Editorial Assessment
The broadcast accurately reports the incident and policy debate, drawing on police sources for the firearm details and including perspectives from PolySeSouvient and gun owners' representatives. It provides useful context on prior government consideration of a ban and indigenous opposition but omits deeper data on overall SKS involvement in homicides or exact circulation estimates. Framing treats the calls as one side of an ongoing review of firearms legislation under the current government. Viewers may miss statistical context on rifle vs. handgun use in Canadian shootings or details of the proposed exemptions for subsistence hunting.
Key Moments
Suspect used a Russian-made semi-automatic SKS rifle in the Côte-des-Neiges shooting that killed an officer, civilian, and the perpetrator.

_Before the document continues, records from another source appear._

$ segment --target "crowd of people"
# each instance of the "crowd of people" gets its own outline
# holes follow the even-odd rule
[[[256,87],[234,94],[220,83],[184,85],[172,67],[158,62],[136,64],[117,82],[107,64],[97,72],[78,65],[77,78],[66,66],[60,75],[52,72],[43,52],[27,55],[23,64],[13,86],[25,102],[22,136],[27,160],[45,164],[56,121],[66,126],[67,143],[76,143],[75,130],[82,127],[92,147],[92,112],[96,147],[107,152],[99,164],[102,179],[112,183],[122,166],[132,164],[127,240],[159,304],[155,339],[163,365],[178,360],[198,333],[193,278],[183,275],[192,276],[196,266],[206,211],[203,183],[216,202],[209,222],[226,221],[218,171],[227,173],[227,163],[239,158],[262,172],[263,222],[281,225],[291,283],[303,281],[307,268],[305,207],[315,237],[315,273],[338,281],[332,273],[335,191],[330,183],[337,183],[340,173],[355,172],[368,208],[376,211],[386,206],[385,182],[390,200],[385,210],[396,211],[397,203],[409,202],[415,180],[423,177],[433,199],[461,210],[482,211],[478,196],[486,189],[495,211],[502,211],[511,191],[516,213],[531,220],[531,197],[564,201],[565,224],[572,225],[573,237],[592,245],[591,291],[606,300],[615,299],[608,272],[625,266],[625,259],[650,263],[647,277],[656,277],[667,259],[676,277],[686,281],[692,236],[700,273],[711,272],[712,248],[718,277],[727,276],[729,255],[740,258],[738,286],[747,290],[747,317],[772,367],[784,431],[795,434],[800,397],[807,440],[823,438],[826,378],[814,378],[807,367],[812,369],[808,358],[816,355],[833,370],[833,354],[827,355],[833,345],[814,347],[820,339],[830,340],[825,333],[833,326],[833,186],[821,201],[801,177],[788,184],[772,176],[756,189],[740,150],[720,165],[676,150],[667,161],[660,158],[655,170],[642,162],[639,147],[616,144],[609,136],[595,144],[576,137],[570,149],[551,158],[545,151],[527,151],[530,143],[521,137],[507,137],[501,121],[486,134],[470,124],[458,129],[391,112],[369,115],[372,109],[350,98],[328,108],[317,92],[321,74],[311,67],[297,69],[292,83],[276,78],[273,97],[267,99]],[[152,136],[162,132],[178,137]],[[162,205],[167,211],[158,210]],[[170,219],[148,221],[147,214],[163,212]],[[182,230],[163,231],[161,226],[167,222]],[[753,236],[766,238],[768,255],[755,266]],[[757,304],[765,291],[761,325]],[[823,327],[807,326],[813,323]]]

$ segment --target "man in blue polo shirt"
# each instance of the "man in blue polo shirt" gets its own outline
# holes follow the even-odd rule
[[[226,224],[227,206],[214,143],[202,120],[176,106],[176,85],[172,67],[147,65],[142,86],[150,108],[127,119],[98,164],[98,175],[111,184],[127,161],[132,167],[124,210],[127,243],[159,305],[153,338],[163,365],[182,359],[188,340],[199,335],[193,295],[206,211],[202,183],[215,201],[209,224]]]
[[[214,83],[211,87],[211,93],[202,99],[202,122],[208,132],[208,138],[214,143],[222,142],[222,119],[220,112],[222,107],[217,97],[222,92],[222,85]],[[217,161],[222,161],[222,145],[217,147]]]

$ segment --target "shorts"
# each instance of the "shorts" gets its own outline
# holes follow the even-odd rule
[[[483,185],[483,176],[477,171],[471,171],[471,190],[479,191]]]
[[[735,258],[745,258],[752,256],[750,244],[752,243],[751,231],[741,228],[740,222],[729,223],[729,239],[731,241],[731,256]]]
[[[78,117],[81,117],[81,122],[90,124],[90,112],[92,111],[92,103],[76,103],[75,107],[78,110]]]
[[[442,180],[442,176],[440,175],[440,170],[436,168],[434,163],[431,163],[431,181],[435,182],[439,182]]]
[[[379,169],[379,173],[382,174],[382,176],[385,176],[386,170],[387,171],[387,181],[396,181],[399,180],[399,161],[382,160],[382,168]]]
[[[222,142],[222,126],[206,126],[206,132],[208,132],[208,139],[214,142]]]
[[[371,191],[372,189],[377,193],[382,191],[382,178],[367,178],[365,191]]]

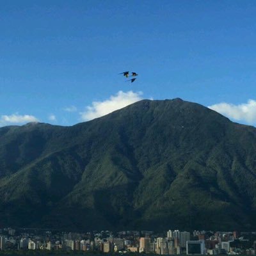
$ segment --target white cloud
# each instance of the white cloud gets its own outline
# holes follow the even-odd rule
[[[74,106],[70,106],[70,107],[64,108],[63,110],[67,112],[76,112],[77,109]]]
[[[49,116],[48,118],[50,121],[56,121],[56,118],[54,115],[50,115]]]
[[[84,112],[80,113],[81,119],[86,121],[109,114],[115,110],[120,109],[136,101],[141,100],[142,94],[141,92],[124,92],[119,91],[115,95],[111,95],[109,99],[104,101],[94,101],[92,106],[86,107]]]
[[[256,123],[256,100],[250,99],[247,103],[238,105],[222,102],[208,108],[236,120],[244,120],[249,124]]]
[[[39,122],[39,120],[30,115],[19,115],[17,113],[10,115],[2,115],[0,118],[0,125],[8,125],[10,124],[20,124],[30,122]]]

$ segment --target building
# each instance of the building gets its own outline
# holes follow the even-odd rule
[[[230,250],[230,242],[221,242],[221,249],[225,250],[226,252],[229,252]]]
[[[28,246],[28,238],[22,237],[20,241],[20,248],[27,249]]]
[[[46,244],[46,250],[51,250],[51,248],[52,248],[52,247],[51,247],[51,241],[49,241],[47,242],[47,244]]]
[[[28,241],[28,250],[36,250],[36,243],[33,241],[29,239]]]
[[[149,237],[140,237],[139,251],[140,252],[150,252],[150,239]]]
[[[4,250],[5,237],[3,236],[0,236],[0,250]]]
[[[103,243],[103,252],[111,252],[111,244],[109,241],[106,241]]]
[[[181,232],[180,234],[179,246],[181,248],[186,248],[187,241],[190,240],[190,233],[188,232]]]
[[[187,255],[204,254],[204,251],[205,246],[203,241],[187,241]]]
[[[171,230],[167,231],[167,238],[172,238],[172,231]]]

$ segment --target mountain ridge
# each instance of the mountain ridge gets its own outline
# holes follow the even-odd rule
[[[179,98],[2,127],[0,225],[255,228],[255,128]]]

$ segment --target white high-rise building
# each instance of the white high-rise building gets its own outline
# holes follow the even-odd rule
[[[29,239],[28,241],[28,250],[36,250],[36,243],[32,240]]]
[[[180,246],[186,248],[187,241],[190,240],[190,233],[188,232],[181,232],[180,233]]]
[[[171,230],[167,231],[167,238],[172,237],[172,231]]]
[[[3,236],[0,236],[0,250],[4,250],[5,245],[5,237]]]
[[[180,239],[180,232],[179,230],[174,230],[172,233],[173,237]]]
[[[20,241],[20,248],[28,248],[28,239],[22,237]]]
[[[204,254],[205,245],[204,241],[187,241],[187,255]]]
[[[156,239],[156,248],[159,249],[161,248],[161,243],[162,243],[163,238],[163,237],[157,237]]]

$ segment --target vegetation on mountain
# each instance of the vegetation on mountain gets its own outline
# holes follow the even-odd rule
[[[256,228],[256,129],[180,99],[0,128],[0,225]]]

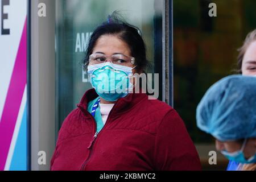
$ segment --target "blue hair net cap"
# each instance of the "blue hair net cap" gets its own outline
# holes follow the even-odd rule
[[[232,75],[213,84],[197,106],[196,120],[220,141],[256,137],[256,77]]]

Confirmed by Wikipedia entry and multiple news reports citing images and Radio-Canada/police sources; official police identification pending but consistent across outlets.
SKS is currently unrestricted and legally available; hundreds of thousands in circulation, popular with indigenous hunters.
Matches longstanding Canadian firearms classification and reports on treaty hunting use; exact numbers unverified but described as common.
SKS is the weapon most used in Canada in mass shootings and murders of police officers in recent years.
Supported by prior CBC reporting on specific incidents including 2018 Fredericton, 2022 Innisfil, and others.
Ottawa previously considered banning the SKS but rejected it partly due to indigenous hunters; AFN opposes ban.
Consistent with parliamentary discussions and statements from officials and groups in 2025.